Sears, by some measures the nation's biggest merchant, said in November that beginning this month it would dismiss or reassign thousands of the non-sales employees at its 863 U.S. stores to streamline operations. Until yesterday, however, there was no official word of how many thousands of jobs would be cut by the slumping company, only estimates that the total would fall below 20,000. The cuts are to be completed by midyear.

The 21,000 hourly and management jobs being eliminated consist of 3,500 full-time and 17,500 part-time positions, or nearly 7 percent of the company's retailing work force. Sears's big financial services subsidiaries, Allstate Insurance and the Dean Witter securities company, were not affected.

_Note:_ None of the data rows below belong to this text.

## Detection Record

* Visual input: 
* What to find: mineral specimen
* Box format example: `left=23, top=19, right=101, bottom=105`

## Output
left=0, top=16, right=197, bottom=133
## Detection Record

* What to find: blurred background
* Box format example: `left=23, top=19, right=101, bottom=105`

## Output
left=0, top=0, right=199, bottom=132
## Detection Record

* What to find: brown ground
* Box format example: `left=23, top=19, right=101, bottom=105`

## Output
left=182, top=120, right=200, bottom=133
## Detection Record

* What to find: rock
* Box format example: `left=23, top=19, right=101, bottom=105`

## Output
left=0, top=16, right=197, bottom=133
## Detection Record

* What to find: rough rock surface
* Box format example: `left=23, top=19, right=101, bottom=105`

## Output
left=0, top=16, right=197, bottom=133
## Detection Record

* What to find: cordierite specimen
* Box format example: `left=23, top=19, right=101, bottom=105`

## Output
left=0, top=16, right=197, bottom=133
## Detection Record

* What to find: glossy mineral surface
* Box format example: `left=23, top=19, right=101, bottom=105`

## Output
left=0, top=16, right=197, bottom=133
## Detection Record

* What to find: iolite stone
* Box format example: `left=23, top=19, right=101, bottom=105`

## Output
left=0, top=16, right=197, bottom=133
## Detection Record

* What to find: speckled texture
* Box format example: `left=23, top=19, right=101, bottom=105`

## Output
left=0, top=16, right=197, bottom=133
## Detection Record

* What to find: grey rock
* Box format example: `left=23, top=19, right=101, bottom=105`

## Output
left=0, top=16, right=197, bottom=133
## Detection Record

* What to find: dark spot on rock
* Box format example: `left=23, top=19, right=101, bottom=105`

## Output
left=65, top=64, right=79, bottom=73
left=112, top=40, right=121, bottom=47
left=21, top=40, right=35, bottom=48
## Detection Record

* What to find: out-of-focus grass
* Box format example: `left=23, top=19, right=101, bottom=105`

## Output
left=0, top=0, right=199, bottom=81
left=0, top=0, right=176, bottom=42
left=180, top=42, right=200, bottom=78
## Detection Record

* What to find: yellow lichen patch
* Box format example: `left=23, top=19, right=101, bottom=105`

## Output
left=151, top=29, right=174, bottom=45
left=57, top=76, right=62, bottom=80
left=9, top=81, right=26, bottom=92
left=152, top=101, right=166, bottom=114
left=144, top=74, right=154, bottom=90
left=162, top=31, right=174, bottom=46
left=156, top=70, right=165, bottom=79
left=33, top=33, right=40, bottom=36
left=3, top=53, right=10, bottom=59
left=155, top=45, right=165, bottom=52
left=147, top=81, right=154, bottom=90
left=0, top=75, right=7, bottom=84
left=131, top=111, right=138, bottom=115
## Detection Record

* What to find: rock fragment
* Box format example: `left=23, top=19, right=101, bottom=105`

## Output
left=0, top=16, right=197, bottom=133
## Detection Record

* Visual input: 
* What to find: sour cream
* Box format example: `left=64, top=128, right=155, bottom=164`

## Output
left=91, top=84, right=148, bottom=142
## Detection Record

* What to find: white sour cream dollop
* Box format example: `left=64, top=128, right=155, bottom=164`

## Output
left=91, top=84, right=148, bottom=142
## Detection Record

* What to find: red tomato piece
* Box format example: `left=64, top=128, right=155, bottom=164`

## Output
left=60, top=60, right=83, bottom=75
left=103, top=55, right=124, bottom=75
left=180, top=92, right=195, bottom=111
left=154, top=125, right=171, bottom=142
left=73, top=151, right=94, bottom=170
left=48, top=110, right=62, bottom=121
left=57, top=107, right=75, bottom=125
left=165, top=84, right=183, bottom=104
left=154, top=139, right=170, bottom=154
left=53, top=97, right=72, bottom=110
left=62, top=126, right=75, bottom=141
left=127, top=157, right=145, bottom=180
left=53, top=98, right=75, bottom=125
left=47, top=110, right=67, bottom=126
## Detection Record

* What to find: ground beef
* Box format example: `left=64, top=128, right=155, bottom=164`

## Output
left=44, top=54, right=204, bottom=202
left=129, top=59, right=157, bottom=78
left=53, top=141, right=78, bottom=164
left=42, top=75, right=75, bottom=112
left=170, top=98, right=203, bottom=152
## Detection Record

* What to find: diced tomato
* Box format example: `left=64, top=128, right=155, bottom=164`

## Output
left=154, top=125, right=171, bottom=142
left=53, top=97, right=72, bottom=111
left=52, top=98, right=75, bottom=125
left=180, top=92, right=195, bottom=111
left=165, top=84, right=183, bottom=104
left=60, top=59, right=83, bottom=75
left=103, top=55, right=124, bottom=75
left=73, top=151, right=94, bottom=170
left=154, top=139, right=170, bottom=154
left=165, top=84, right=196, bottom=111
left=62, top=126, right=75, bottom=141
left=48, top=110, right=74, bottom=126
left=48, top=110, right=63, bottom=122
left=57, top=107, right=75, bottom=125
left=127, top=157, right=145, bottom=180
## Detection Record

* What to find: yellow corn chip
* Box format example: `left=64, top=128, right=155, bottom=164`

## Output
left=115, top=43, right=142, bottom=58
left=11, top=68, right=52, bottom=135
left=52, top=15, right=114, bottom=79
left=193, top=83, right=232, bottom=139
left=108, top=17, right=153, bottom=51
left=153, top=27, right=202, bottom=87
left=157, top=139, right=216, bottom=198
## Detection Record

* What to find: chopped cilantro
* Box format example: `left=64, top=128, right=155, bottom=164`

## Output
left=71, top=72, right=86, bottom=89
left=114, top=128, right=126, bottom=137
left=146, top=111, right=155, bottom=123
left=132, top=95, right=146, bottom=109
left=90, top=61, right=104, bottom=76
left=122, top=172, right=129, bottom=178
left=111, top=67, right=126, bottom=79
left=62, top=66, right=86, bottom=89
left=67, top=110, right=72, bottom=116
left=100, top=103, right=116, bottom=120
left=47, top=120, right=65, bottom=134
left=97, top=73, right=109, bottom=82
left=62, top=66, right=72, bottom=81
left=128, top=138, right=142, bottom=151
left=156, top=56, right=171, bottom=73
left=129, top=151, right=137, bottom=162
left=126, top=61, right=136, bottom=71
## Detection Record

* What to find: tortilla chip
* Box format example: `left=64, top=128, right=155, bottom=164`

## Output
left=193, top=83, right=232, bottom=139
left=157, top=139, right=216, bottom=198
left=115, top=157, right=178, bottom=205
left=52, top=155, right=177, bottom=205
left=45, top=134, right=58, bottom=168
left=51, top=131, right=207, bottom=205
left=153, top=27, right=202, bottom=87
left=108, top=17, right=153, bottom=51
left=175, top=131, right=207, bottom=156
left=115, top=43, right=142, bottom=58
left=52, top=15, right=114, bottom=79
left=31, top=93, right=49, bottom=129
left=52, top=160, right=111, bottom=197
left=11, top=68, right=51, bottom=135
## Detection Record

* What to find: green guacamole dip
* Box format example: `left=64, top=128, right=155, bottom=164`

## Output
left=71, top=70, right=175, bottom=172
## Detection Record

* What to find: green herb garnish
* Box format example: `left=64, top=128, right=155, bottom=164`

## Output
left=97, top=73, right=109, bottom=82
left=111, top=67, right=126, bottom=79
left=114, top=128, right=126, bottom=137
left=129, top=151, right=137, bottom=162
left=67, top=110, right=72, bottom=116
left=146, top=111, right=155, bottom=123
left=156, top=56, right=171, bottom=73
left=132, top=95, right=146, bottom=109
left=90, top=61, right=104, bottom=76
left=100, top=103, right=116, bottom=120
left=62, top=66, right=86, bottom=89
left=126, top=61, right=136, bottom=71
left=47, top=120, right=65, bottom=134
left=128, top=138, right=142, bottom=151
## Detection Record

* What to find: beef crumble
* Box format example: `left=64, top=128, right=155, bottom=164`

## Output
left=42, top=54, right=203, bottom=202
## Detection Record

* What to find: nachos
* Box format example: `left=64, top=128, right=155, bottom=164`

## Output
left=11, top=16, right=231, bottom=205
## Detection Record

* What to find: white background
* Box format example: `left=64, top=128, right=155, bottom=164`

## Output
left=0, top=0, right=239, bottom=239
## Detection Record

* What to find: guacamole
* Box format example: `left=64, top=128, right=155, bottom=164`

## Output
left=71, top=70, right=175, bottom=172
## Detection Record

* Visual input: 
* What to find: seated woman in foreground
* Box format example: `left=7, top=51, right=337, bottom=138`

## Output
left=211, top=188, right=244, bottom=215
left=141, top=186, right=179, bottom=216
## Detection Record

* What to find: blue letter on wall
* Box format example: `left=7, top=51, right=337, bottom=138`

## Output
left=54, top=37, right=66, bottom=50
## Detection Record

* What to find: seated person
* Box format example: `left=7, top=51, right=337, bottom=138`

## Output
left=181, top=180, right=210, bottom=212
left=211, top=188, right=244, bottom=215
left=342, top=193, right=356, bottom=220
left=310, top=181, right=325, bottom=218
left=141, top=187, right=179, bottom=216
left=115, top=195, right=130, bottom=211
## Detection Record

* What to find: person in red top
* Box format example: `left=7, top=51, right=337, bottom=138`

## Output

Gordon L. Jones, a spokesman at Sears's headquarters in Chicago, said the company did not know how many of the 21,000 job cuts would come through dismissals or how many of the affected workers could be transferred into sales jobs or positions that become available at new stores. Sears will have openings later this year in Burbank, Calif., for example, when it opens a new store there.

Sears officials, without giving specifics, said the cuts will help boost the company's sagging profits, which have been hit hard by the overall slowdown in U.S. retailing and Sears's own image problems.

In the third quarter -- despite earlier job cuts and cost-cutting efforts -- the company's profit fell 30 percent to $179.2 million on sales that rose 5.9 percent to $13.96 billion.

Analysts were skeptical. "It is certainly a step in the right direction, but it's not enough," said Kurt Barnard, publisher of the Retail Marketing Report.

Edward Weller, an analyst with Montgomery Securities, said the cutback was a tragedy for the workers involved, but long overdue for the company itself.

Barnard noted that Sears's operating costs, including payroll and administrative expenses, are believed to be the highest among major U.S. retailers. He also said Sears's key problem is that it has been unable to find a way to bring enough customers back to its stores.